1. The public library in the city or county of interest. Public libraries often collect directories for their own city and county. Start with their online catalogs. However, many libraries don’t list each year of the directory they hold. The catalog might list only the earliest year, or give a range of years with no indication of missing volumes. If you don’t find what you’re looking for in the catalog, contact the library. (Bonus: Some libraries have digitized directories for their area. I recently discovered several Columbus city directories on the website of the Columbus Metropolitan Library.)

2. MyHeritage. More specifically, search the free Compilation of Published Sources on MyHeritage, which contains a variety of types of books in addition to city directories.

3. Internet Archive. Besides hosting the Wayback Machine, Internet Archive has digitized millions of items, including city and county directories. To find them, begin with a basic search of city directory or county directory (For example, Indianapolis city directory or Nassau county directory.)

4. Google Books. Use the same search strategy that you would on Internet Archive. However, be aware that some results may only be a snippet or preview of the full directory.

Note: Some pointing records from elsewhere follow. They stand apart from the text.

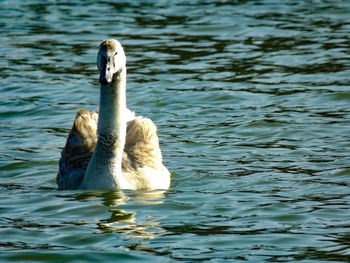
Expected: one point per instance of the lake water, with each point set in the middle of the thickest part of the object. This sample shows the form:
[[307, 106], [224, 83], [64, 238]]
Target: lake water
[[252, 104]]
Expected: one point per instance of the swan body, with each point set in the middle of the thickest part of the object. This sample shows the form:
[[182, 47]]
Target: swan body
[[111, 148]]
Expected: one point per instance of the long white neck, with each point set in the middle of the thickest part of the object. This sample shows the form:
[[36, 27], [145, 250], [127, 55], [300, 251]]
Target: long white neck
[[105, 167]]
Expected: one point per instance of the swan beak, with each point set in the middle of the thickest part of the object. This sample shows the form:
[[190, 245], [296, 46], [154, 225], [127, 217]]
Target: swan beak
[[106, 76]]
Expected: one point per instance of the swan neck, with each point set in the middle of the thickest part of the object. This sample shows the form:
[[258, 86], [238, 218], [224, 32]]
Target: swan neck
[[105, 167]]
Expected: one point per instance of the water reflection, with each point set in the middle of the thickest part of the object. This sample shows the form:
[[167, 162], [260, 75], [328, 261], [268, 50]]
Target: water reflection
[[123, 220]]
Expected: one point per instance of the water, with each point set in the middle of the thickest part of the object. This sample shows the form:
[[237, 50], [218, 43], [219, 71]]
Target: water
[[252, 104]]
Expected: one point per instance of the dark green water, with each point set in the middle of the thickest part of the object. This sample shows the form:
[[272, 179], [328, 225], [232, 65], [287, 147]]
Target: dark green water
[[252, 104]]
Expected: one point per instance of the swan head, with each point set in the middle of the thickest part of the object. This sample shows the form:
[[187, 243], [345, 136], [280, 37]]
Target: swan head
[[110, 60]]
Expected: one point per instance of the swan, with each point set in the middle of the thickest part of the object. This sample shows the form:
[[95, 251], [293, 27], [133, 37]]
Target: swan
[[110, 148]]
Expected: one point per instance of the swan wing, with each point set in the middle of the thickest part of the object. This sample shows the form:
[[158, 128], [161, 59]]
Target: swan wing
[[78, 150], [142, 160]]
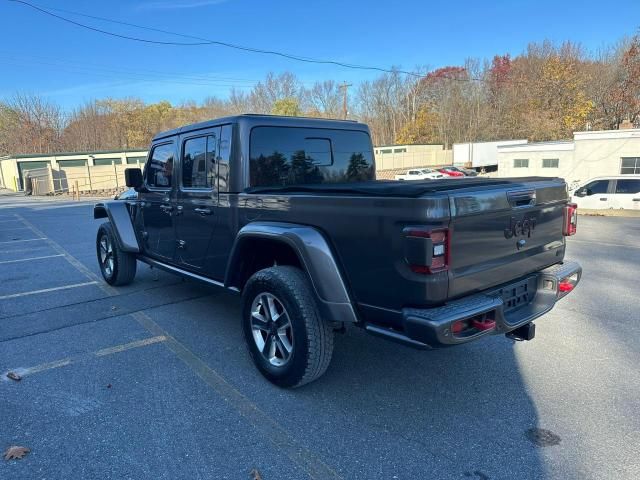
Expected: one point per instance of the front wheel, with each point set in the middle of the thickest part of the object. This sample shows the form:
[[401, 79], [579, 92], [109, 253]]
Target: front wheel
[[117, 267], [288, 340]]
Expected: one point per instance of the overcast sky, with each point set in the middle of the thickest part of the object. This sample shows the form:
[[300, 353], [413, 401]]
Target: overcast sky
[[44, 55]]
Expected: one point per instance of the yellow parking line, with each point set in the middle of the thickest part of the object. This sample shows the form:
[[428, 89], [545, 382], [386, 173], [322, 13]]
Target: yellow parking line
[[25, 240], [31, 258], [129, 346], [46, 290], [84, 357]]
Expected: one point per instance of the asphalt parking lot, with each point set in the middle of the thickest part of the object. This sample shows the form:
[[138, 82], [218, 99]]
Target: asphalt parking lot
[[152, 380]]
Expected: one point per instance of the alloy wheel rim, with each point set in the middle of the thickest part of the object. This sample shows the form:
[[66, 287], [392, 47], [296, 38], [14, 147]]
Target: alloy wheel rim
[[271, 329], [106, 255]]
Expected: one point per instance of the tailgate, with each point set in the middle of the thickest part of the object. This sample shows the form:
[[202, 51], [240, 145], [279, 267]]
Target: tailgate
[[498, 234]]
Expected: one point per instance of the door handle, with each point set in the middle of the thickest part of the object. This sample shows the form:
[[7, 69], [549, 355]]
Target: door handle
[[203, 211]]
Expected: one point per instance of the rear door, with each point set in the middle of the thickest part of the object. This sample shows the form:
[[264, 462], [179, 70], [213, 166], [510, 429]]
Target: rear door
[[498, 234], [627, 194], [197, 201], [157, 202]]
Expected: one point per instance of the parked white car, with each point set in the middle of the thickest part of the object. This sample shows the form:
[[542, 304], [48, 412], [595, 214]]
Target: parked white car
[[615, 192], [420, 174]]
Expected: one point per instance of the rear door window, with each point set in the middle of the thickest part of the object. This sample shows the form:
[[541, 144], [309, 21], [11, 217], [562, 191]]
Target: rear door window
[[159, 170], [628, 186], [194, 163], [597, 186], [281, 156]]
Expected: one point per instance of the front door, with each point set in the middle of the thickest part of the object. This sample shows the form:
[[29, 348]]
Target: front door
[[197, 198], [157, 203]]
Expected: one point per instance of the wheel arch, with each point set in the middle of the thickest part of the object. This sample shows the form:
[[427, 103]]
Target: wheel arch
[[302, 246], [118, 214]]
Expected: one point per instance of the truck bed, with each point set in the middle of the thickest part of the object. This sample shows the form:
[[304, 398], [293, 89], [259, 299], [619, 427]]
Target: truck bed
[[397, 188], [366, 225]]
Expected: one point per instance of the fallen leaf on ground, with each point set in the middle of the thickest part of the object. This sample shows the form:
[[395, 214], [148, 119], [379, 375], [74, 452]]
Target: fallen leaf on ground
[[255, 475], [15, 452]]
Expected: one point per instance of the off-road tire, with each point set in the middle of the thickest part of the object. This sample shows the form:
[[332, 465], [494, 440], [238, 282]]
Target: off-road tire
[[312, 344], [123, 268]]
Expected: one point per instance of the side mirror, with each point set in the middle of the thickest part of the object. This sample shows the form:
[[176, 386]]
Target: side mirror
[[133, 177]]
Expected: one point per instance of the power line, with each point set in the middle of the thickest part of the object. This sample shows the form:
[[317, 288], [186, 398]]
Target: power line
[[344, 86], [201, 41], [134, 75]]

5. Online Historical Directories Website. This website has links to hundreds of online directories. Also check out Linkpendium and Cyndi’s List (note that some of the links on these sites lead to fee-based resources).

6. WorldCat. If the local public library doesn’t have the directory you need and you can’t find it digitized online, look it up in WorldCat to see what other libraries have it.

Though Ancestry.com’s collection of city directories is massive, it doesn’t include all of the ones that have been published. The local public library and other websites can help you fill in the gaps.